I felt like one or two decades ago, all the rage was about rewriting programs into just two primitives: map and reduce.

For example filter can be expressed as:

  is_even = lambda x: x % 2 == 0
  mapped = map(lambda x: [x] if is_even(x) else [], data)
  filtered = reduce(lambda x, y: x + y, mapped, [])

But then the world moved on from it because it was too rigid

MapReduce is nice but it doesn't, by itself, help you reason about pushdowns for one. Parquet, for example, can pushdown select/project/filter, and that's lost if you have MapReduce. And a reduce is just a shuffle + map, not very different from a distributed join. MapReduce as an escape hatch over what is fundamentally still relational algebra may be a good intuition.

There might have been some misunderstanding there.

The point of map/reduce was that it could easily be parallelized across large numbers of machines, for processing very large amounts of data. Hadoop implemented the first open-source example of this.

The limitations on what it could do were well-known from the start. No-one who knew what they were doing proposed that programs should be rewritten that way unless you were processing enough data to need to run them distributed on a cluster, in which case that was often your best option.

Many of the limitations of pure map/reduce were overcome by adding steps to the basic map/reduce parallel pipelines. Apache Spark is one example. It still has map and reduce operations in its pipeline, but it has several other operations as well. Nothing better than map and reduce has been found for the purpose it serves in such pipelines.

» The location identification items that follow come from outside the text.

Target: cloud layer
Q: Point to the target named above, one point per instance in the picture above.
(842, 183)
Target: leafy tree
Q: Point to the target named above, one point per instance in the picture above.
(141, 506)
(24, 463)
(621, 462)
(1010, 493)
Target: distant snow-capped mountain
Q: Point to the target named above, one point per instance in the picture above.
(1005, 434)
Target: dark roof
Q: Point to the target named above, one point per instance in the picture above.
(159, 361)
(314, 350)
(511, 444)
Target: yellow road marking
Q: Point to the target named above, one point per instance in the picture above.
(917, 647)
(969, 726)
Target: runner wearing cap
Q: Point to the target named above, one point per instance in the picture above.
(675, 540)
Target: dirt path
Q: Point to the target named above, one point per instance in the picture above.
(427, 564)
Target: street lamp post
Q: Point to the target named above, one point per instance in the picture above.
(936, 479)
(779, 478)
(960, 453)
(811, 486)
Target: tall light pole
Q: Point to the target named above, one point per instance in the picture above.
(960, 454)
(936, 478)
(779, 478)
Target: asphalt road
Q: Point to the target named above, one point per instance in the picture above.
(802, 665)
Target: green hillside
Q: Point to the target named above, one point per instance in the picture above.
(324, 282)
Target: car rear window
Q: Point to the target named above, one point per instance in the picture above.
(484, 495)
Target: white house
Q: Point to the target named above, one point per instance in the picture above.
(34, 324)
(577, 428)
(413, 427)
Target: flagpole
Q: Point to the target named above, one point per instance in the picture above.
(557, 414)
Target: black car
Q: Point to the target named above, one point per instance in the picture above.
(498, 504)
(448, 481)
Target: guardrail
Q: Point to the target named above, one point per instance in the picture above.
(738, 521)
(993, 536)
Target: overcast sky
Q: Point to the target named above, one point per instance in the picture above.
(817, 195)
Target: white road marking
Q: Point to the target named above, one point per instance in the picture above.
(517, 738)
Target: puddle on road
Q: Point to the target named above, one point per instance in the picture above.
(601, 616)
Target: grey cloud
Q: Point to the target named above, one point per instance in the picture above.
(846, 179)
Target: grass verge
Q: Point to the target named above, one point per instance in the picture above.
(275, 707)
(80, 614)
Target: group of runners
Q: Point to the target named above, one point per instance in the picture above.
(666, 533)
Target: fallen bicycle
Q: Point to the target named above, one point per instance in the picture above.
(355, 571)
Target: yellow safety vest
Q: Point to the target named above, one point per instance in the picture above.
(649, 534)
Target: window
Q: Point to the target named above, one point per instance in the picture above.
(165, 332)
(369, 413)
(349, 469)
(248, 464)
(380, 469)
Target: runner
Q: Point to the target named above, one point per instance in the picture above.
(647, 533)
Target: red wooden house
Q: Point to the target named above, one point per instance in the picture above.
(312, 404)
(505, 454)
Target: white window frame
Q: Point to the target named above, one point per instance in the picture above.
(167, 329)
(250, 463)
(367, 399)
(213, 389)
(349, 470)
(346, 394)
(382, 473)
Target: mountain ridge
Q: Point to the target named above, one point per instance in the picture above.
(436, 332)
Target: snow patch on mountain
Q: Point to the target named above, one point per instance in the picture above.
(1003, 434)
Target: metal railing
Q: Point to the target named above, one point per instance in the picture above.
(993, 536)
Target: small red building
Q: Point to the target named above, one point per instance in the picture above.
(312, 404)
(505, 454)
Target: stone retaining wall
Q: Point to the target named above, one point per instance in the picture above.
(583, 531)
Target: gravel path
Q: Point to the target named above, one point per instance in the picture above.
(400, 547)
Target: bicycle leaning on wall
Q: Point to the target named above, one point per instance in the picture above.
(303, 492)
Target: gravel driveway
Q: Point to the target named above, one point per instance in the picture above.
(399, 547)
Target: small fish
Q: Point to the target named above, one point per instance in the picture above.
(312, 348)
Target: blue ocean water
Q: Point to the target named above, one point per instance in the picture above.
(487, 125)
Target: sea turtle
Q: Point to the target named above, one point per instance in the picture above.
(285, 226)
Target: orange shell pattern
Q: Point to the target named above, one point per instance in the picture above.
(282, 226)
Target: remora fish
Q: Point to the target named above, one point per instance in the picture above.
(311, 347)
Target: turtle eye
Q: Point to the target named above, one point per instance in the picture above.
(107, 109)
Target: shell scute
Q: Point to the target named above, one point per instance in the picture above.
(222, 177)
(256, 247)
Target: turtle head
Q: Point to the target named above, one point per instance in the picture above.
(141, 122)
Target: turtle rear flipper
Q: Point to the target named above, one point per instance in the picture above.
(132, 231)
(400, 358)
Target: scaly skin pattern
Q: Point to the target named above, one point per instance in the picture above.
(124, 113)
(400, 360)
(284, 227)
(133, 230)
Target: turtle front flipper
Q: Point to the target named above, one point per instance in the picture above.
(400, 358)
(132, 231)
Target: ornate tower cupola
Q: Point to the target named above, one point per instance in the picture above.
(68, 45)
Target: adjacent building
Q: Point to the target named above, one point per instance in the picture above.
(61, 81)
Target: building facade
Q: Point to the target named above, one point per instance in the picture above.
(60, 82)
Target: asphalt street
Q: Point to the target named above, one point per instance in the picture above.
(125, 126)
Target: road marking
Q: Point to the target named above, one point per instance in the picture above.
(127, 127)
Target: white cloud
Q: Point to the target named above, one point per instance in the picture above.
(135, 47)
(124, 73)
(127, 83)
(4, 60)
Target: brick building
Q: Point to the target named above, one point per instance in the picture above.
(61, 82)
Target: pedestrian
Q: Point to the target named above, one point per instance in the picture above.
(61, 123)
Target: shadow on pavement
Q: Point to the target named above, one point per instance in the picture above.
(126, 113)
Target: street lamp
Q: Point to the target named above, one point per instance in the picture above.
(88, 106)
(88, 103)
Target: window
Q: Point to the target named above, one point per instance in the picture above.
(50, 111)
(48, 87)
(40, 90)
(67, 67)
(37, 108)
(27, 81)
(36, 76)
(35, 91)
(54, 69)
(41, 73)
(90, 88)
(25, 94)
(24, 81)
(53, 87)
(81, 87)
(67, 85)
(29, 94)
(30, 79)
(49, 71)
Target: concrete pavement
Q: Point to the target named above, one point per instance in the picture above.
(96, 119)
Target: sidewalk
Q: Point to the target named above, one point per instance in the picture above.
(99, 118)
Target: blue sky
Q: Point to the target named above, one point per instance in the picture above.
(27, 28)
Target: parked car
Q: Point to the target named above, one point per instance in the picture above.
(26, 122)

Reductions are painful because they specify a sequence of ordered operations. Runtime is O(N), where N is the sequence length, regardless of amount of hardware. So you want to work at a higher level where you can exploit commutativity and independence of some (or even most) operations.

  • You can reduce in parallel. That was the whole point of MapReduce. For example, the sum abcdefgh can be found by first ab, cd, ef, gh; then those results (ab)(cd), (ef)(gh); then the final result by (abcd)(efgh). That's just three steps to compute seven sums.

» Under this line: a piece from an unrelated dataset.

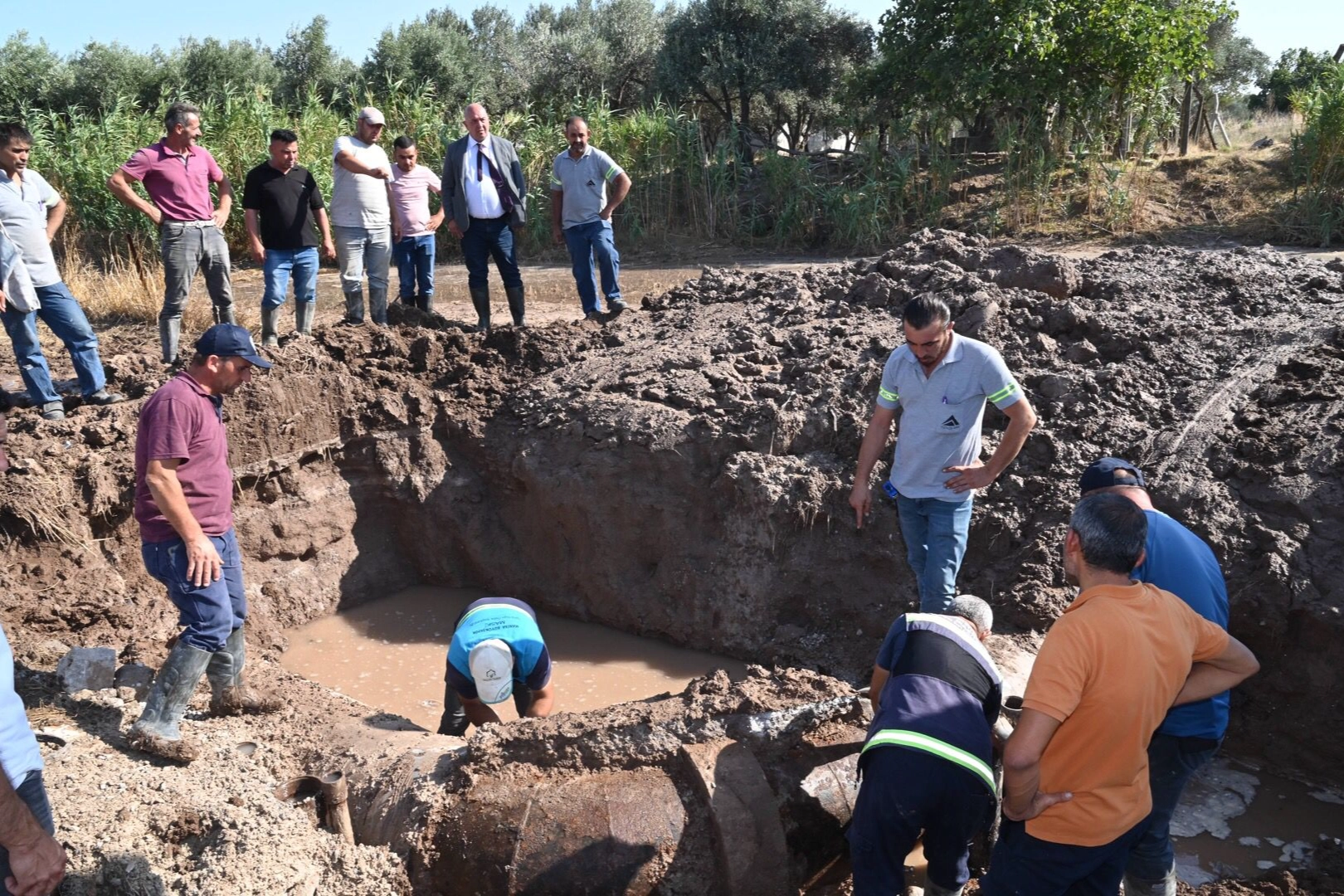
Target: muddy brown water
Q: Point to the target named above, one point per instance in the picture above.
(390, 655)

    • No, you can not. Your example is correct only if addition is associative. And it is not always associative. Hence the need for higher abstractions, where you model commutativity and associativity of certain operations.

  • You're right it's primarily a runtime + compiler + language issue. I really don't understand why people tried to force functional programming in environments without decent algebraic reasoning mechanisms.

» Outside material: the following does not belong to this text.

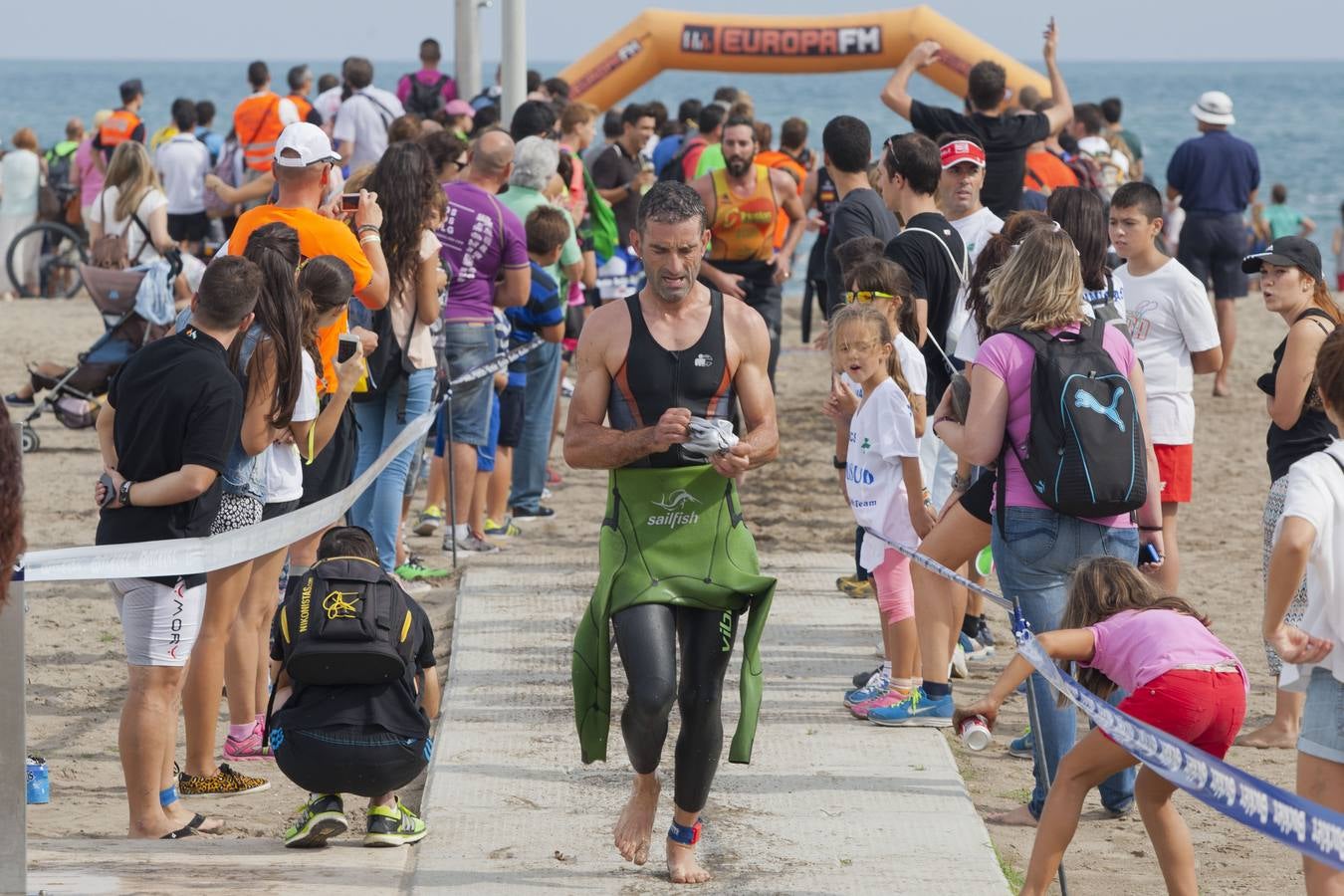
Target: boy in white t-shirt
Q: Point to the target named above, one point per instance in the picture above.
(1175, 336)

    Modern graph reducers have inherent confluence and aren't reliant on explicit commutation. They can do everything parallel and out of order (until they have to talk to some extrinsic thing like getting input or spitting out output), including arbitrary side-effectual mutation. We really live in the future.

Performance aside it seems you could do most maybe a the ops with those three. I say three because your sneaky plus is a union operation. So map, reduce and union.

But you are also allowing arbitrary code expressions. So it is less lego-like.